The realization slapped me in the face. I physically reared back as if the thought struck me. My grandmother was the last death witch, and she disappeared with my grandfather after my magic claiming ceremony, when everything went wrong… They didn’t practice magic again.

I bit into my fist as the thoughts raged war inside of my head.

My own blood had done this to me, and then they left.

There weren’t books on death witches in my coven.

There weren’t books on magical bindings or curses.

My parents knew. They’d left me to believe something was wrong with me all of these years.

The room spun faster and faster as I gripped the back of the chair and tried to stay upright. My magic wasn’t lost or gone… It had been stolen from me.

A strangled sound clawed its way up my throat. I didn’t know if it was a sob or a scream.

All those nights begging the heavens for a spark, a flicker—anything.

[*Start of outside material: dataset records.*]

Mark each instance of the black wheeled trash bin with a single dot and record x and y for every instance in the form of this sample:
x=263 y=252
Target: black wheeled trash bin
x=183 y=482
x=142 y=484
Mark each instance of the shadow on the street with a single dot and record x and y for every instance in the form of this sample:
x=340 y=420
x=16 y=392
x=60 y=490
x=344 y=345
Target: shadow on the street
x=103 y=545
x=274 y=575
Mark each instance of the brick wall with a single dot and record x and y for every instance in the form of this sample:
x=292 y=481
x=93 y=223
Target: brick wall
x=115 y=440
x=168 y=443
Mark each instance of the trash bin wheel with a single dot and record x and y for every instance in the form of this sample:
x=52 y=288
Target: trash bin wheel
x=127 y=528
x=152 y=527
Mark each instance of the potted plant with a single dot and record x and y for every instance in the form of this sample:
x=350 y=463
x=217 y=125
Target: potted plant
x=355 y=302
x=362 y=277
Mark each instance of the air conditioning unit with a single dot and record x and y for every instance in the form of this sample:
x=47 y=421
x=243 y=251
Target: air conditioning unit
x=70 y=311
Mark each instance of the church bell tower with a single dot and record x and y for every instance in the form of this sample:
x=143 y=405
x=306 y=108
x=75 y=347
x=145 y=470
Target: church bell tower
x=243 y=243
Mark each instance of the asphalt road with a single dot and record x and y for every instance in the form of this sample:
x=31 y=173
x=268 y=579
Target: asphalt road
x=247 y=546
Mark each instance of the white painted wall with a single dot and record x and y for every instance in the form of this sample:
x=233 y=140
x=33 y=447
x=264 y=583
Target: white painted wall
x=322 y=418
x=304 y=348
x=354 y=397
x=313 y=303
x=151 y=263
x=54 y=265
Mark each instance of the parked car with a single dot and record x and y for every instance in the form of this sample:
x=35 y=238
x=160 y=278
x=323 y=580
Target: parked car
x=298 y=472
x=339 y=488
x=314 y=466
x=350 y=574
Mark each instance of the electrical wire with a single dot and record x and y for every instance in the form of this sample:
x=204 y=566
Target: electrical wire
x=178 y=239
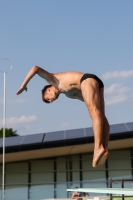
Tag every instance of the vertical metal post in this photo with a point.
(4, 126)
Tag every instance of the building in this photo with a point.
(43, 166)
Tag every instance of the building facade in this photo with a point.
(43, 166)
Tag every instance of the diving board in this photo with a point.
(124, 191)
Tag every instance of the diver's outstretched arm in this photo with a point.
(42, 73)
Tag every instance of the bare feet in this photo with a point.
(103, 159)
(97, 155)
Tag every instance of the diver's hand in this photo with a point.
(21, 89)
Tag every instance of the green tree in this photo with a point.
(8, 132)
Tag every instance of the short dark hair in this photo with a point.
(43, 92)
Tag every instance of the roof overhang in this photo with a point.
(62, 151)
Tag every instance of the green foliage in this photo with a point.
(8, 132)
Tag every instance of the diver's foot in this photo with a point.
(97, 154)
(103, 159)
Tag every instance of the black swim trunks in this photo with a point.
(85, 76)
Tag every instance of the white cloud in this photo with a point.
(18, 101)
(117, 74)
(21, 123)
(116, 88)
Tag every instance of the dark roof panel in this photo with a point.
(65, 137)
(30, 139)
(76, 133)
(54, 136)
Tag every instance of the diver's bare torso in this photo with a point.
(69, 84)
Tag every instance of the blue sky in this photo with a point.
(90, 36)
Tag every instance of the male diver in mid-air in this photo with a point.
(85, 87)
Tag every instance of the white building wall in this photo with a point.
(49, 178)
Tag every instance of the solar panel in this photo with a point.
(130, 126)
(118, 128)
(76, 133)
(54, 136)
(32, 139)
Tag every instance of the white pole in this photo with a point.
(4, 126)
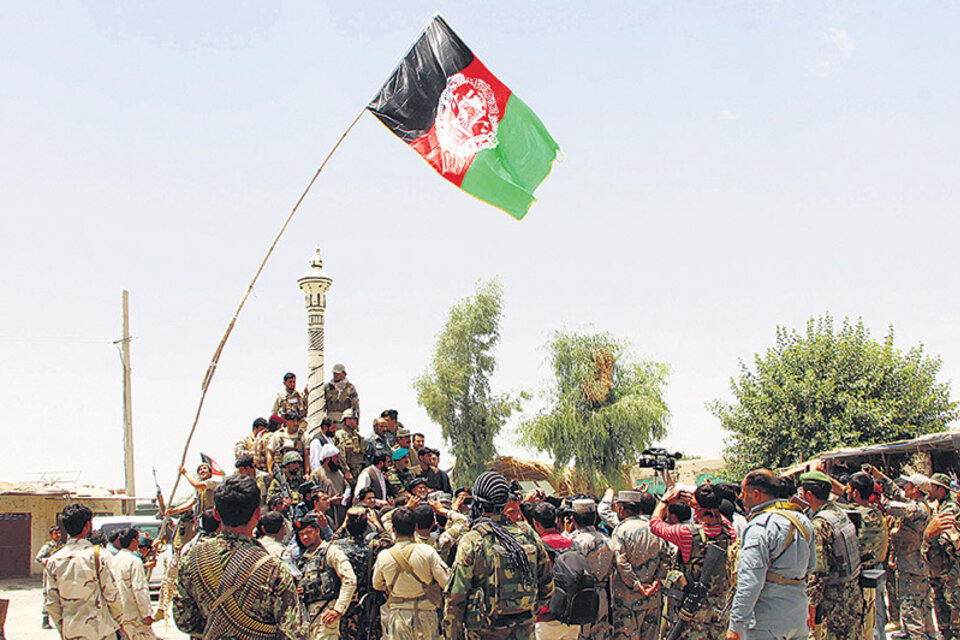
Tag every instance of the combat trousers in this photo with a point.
(409, 621)
(320, 631)
(556, 630)
(893, 591)
(137, 631)
(515, 631)
(841, 613)
(777, 634)
(946, 602)
(635, 617)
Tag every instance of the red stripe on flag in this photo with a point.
(468, 113)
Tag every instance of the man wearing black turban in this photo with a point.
(501, 575)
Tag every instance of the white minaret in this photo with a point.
(315, 283)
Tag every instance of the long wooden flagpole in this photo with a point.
(208, 377)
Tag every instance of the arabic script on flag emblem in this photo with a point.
(467, 117)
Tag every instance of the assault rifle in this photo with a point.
(282, 481)
(697, 593)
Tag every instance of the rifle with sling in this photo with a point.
(693, 599)
(281, 479)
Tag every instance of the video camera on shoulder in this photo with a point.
(659, 459)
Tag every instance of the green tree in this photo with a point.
(825, 389)
(605, 407)
(455, 388)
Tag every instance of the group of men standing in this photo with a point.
(91, 590)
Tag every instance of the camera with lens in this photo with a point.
(659, 459)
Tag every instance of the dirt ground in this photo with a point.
(24, 613)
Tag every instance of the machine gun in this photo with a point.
(715, 558)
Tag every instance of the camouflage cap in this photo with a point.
(584, 505)
(291, 456)
(815, 476)
(941, 480)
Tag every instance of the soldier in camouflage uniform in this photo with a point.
(291, 400)
(81, 597)
(351, 444)
(398, 478)
(248, 445)
(501, 575)
(361, 542)
(941, 549)
(328, 581)
(641, 562)
(906, 539)
(709, 528)
(339, 395)
(833, 588)
(229, 587)
(873, 539)
(48, 549)
(596, 547)
(287, 486)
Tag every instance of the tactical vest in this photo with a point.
(942, 559)
(291, 401)
(351, 446)
(872, 537)
(358, 552)
(844, 550)
(214, 578)
(721, 581)
(337, 402)
(503, 595)
(290, 442)
(320, 582)
(907, 535)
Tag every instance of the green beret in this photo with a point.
(815, 476)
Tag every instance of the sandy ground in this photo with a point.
(24, 617)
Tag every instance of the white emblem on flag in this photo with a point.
(467, 117)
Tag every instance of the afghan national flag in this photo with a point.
(214, 467)
(467, 124)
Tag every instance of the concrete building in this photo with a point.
(27, 511)
(315, 283)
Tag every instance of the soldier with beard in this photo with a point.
(833, 588)
(501, 575)
(941, 549)
(596, 547)
(641, 560)
(906, 539)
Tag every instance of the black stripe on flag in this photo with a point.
(407, 103)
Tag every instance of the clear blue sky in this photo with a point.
(730, 167)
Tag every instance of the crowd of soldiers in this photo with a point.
(336, 535)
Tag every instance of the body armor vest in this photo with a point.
(844, 549)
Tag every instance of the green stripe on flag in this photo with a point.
(507, 175)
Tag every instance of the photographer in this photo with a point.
(708, 528)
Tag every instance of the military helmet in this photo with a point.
(291, 456)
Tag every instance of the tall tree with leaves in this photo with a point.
(824, 389)
(605, 407)
(455, 388)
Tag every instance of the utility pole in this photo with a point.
(128, 505)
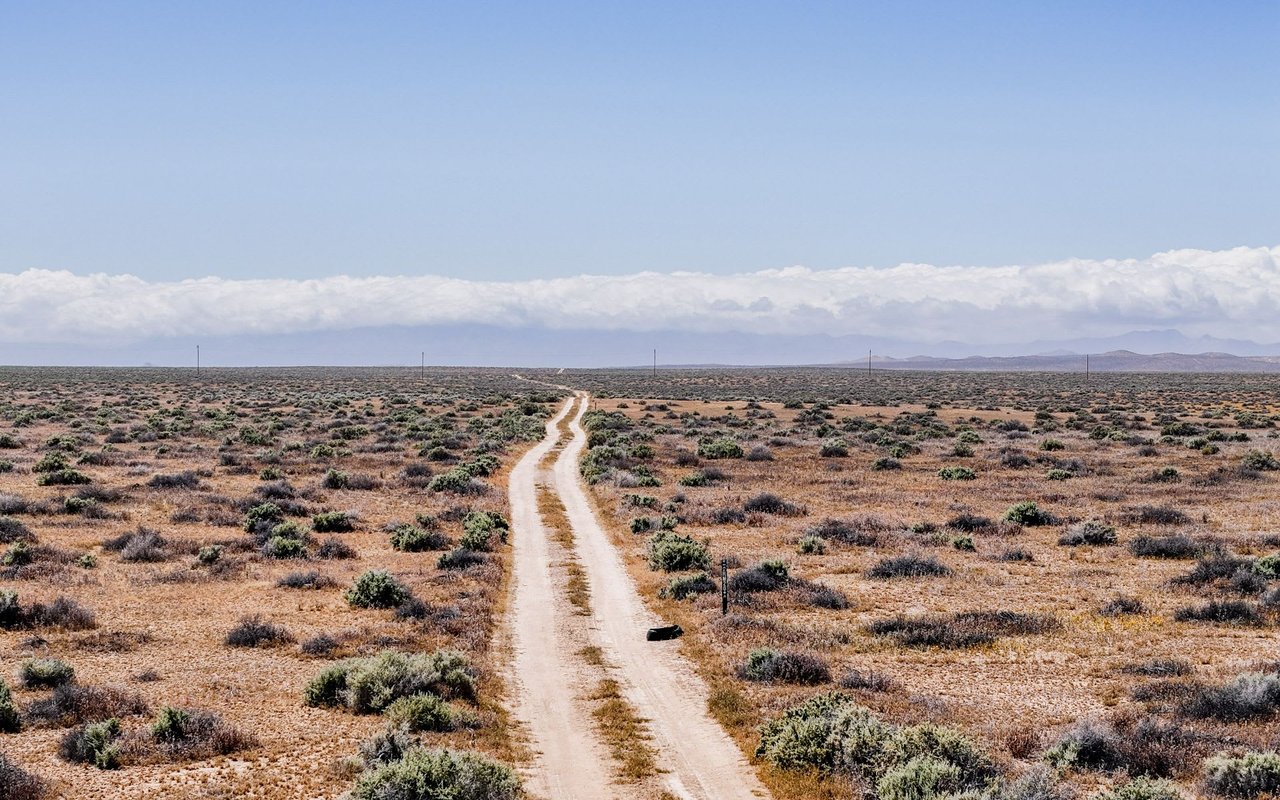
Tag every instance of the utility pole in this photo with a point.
(723, 586)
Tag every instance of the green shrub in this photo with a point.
(369, 685)
(264, 516)
(333, 522)
(284, 547)
(720, 448)
(64, 478)
(456, 480)
(96, 743)
(10, 722)
(45, 673)
(421, 712)
(920, 778)
(1091, 531)
(1261, 461)
(438, 775)
(479, 528)
(170, 723)
(928, 740)
(376, 589)
(671, 552)
(414, 539)
(812, 545)
(830, 732)
(1247, 776)
(688, 585)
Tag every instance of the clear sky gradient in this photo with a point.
(534, 140)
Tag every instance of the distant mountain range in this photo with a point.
(531, 347)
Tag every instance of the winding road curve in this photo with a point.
(700, 762)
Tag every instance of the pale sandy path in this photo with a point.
(702, 760)
(568, 762)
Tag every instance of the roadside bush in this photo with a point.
(460, 558)
(1247, 776)
(45, 673)
(254, 632)
(867, 681)
(768, 502)
(376, 589)
(187, 734)
(1253, 695)
(62, 613)
(1228, 612)
(438, 775)
(828, 732)
(64, 478)
(414, 539)
(480, 529)
(1155, 515)
(920, 778)
(909, 566)
(144, 545)
(929, 632)
(787, 667)
(17, 784)
(96, 743)
(13, 530)
(688, 585)
(671, 552)
(369, 685)
(1260, 461)
(720, 448)
(306, 580)
(1029, 513)
(334, 548)
(10, 722)
(1178, 545)
(421, 712)
(810, 545)
(73, 704)
(333, 522)
(177, 480)
(1091, 531)
(766, 576)
(1142, 789)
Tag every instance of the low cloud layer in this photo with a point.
(1225, 293)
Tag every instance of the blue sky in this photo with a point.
(512, 141)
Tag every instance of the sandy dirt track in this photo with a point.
(567, 760)
(699, 760)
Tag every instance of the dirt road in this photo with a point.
(568, 762)
(698, 759)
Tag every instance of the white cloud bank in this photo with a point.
(1226, 293)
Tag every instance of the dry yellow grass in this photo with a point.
(993, 691)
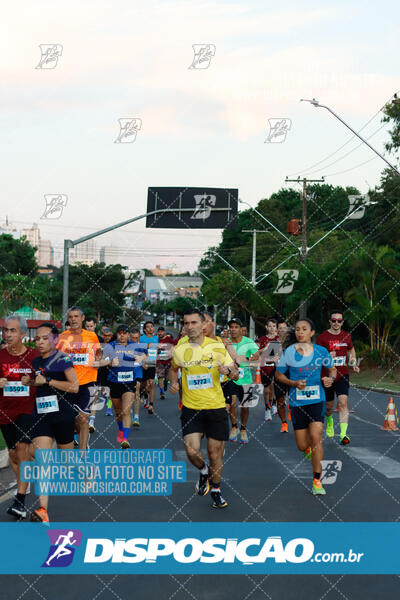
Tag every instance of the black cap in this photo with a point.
(235, 320)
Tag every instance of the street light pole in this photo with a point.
(253, 270)
(68, 244)
(315, 103)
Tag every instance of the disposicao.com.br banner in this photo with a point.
(219, 548)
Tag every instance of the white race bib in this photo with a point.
(125, 376)
(311, 392)
(152, 354)
(203, 381)
(80, 359)
(16, 389)
(47, 404)
(339, 361)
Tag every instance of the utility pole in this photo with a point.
(253, 270)
(303, 252)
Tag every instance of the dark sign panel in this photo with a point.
(191, 208)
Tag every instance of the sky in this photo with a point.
(199, 127)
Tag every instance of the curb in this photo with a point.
(373, 389)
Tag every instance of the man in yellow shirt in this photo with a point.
(202, 360)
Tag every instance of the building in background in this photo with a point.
(168, 288)
(85, 253)
(44, 252)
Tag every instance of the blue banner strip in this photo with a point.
(219, 548)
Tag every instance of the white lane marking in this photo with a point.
(383, 464)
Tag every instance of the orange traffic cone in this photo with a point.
(391, 418)
(257, 378)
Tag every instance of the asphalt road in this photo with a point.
(265, 480)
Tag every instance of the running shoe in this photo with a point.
(202, 486)
(308, 453)
(330, 431)
(233, 434)
(318, 490)
(17, 509)
(28, 489)
(218, 500)
(40, 515)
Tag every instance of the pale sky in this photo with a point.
(200, 127)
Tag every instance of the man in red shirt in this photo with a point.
(340, 346)
(269, 359)
(17, 401)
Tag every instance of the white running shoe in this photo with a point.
(268, 415)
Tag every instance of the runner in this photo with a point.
(268, 365)
(125, 370)
(163, 364)
(102, 373)
(83, 347)
(54, 417)
(304, 361)
(340, 346)
(90, 325)
(149, 374)
(202, 360)
(246, 350)
(16, 402)
(280, 389)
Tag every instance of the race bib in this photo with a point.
(339, 361)
(311, 392)
(80, 359)
(125, 376)
(47, 404)
(152, 354)
(200, 382)
(16, 389)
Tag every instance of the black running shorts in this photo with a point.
(302, 416)
(339, 387)
(213, 423)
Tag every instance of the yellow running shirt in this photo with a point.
(201, 388)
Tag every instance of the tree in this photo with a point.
(97, 289)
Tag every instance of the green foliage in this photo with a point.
(16, 257)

All the shame. The silence.

The aching loneliness of watching everyone else rise while I stayed still. The pity glances and the sneers.

It wasn’t my fault.

It had never been my fault.

My knees buckled, and I dropped into the chair like my bones had crumbled. I pressed the back of my hand to my mouth, willing myself not to fall apart again.

I’d cried enough.

I’d been lied to enough.

Did my parents even know? Was it worth it to ask them?

With a frustrated growl, I yanked the book back up into my lap and focused on the words again, except there were none. That was where it ended. So how did I get my power back?